Discover more from Bernard Goldberg's Commentary
Legal Justice is Catching Up With the "Stop the Steal" Fraud
Sidney Powell's guilty plea is particularly significant.
Some of the most heated comment-section arguments I ever got into on this website fell between the night Donald Trump lost the last presidential election (November 3, 2020) and the day he left office (January 20, 2021). I remember becoming so thoroughly disgusted with a number of longtime readers over those few weeks that I didn’t hold back on the keyboard, tearing into self-described conservatives who’d bought wholesale into the telegraphed and transparently bogus narrative that Trump had actually won. I had even less patience for those whose instinct on January 6 was to rationalize the Capitol violence we all watched play out on television.

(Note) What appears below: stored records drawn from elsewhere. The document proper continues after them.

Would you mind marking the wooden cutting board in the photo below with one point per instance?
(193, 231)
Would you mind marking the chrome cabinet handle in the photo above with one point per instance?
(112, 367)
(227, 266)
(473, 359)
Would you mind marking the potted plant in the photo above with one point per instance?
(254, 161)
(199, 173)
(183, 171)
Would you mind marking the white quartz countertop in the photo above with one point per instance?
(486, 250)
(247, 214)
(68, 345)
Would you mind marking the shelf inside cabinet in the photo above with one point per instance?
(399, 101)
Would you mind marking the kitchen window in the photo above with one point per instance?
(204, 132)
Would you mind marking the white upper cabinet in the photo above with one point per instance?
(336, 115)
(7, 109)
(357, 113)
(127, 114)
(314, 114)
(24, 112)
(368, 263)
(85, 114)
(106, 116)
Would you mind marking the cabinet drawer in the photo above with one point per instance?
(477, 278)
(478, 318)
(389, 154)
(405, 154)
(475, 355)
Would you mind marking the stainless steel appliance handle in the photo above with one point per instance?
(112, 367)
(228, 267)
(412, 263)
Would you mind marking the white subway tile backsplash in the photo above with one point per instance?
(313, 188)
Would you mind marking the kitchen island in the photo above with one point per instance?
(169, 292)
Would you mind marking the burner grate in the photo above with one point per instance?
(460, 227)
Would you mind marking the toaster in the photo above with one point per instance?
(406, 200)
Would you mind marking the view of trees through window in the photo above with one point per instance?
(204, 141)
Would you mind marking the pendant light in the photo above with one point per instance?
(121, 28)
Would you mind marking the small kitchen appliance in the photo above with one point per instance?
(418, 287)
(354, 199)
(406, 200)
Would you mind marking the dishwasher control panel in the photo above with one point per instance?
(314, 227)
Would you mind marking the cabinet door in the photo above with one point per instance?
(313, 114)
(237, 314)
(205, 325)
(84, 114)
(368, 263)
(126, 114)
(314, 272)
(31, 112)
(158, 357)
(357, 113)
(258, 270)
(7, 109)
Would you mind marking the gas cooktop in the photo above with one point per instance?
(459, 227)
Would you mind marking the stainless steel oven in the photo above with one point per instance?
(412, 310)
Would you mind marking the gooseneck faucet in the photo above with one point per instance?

It’s not that I was naive up until that point as to how deeply Trumpism had infected the character and soul of so many once reasonable people, but I guess I was hoping that atrocities like a U.S. president refusing to concede his electoral loss, and provoking a deadly insurrection that denied our country of its peaceful transfer of power, would finally shake some of these folks awake… or at least compel them to reevaluate some things.
But that didn’t happen. Like lots of other Trump-era depravities, these acts were dismissed, memory-holed, or shaped through ridiculous conspiracy theories into what are now widely-accepted alternate realities on the political right.
We’re reminded often that our politics remain perverse and resistant to real accountability, but thankfully our legal system has been serving justice to a lot of bad actors from that contentious time, including Jan. 6 rioters, and public officials and lawyers who crossed legal lines in their attempts to overturn U.S. democracy.
One of those lawyers, Sidney Powell, plead guilty last Thursday to illegally conspiring to overturn Georgia’s 2020 election results. She was sentenced to six years probation, a $6,000 fine, and $2,700 in restitution to the Secretary of State’s Office. She must also submit a letter of apology to the citizens of Georgia, and is required to testify under oath against her co-defendants. One of those co-defendants, you may recall, is her former client, Donald Trump.
Powell became a well-recognized public figure in the weeks following the 2020 election, as she, on Trump’s behalf, made a number of appearances where she pushed one outlandish “election fraud” conspiracy theory after another. It should have been clear to any rational person at the time that for whatever strong reputation Powell once had as an attorney, she had — similarly to Rudy Giuliani — lost her freakin’ mind.
I mean, implicating the ghost of Hugo Chavez as part of a U.S. election-fraud charge seven years after the Venezuelan dictator had died was pretty wacky stuff. Yet, her words were accepted as truth and deemed righteous by millions of desperate Trump followers… including individuals on this website who I had long been familiar with, and once knew to be normal.
It was depressing.
After hearing the news of Powell’s conviction, I did a quick search on some of those old comment-section exchanges, to be reminded of just how delusional the Powell acolytes were. Even now, they’re shocking to read:
Again, that dude (who I just discovered through Substack still reads my columns religiously) was once sane and totally reasonable. I kid you not.
But insanity sells, and Powell, at the time, was great for ratings. That’s why she became a popular guest over those weeks on right-wing media outlets, including Fox News, where she continued to spew her nonsense that included the outrageous claim that election-tech companies Dominion Voting Systems and Smartmatic had conspired to change the results of the election. That claim later earned her and the networks that featured her enormous defamation lawsuits by those companies.
I’m delighted that Powell was convicted, and I’m looking forward to seeing more of her co-defendants held legally accountable. The wheels of justice turn slowly, but in the case of the anti-democratic “stop the steal” unlawfulness, they are indeed turning.
Still, as Gabriel Sterling, Georgia’s Secretary of State’s Chief Operations Office, told a local news network, the damage Powell caused will last for a long time.
What Powell did not only “undermined people’s faith in elections but undermined people’s faith in each other,” said Sterling. “There are families ripped apart by this. I don’t know how you measure that.”
Her actions also contributed to numerous election officials and other public servants (and their families) being harassed and even threatened with violence and death, and they assuredly added to the fire that engulfed the U.S. Capitol on January 6.
That’s a very dark legacy to have, and who knows if Powell feels one bit bad about what all she did, or if those who were so eager to be duped by her have learned a damn thing from the experience.
Regardless, the legal system brought justice for her actions, and that’s a good thing for society.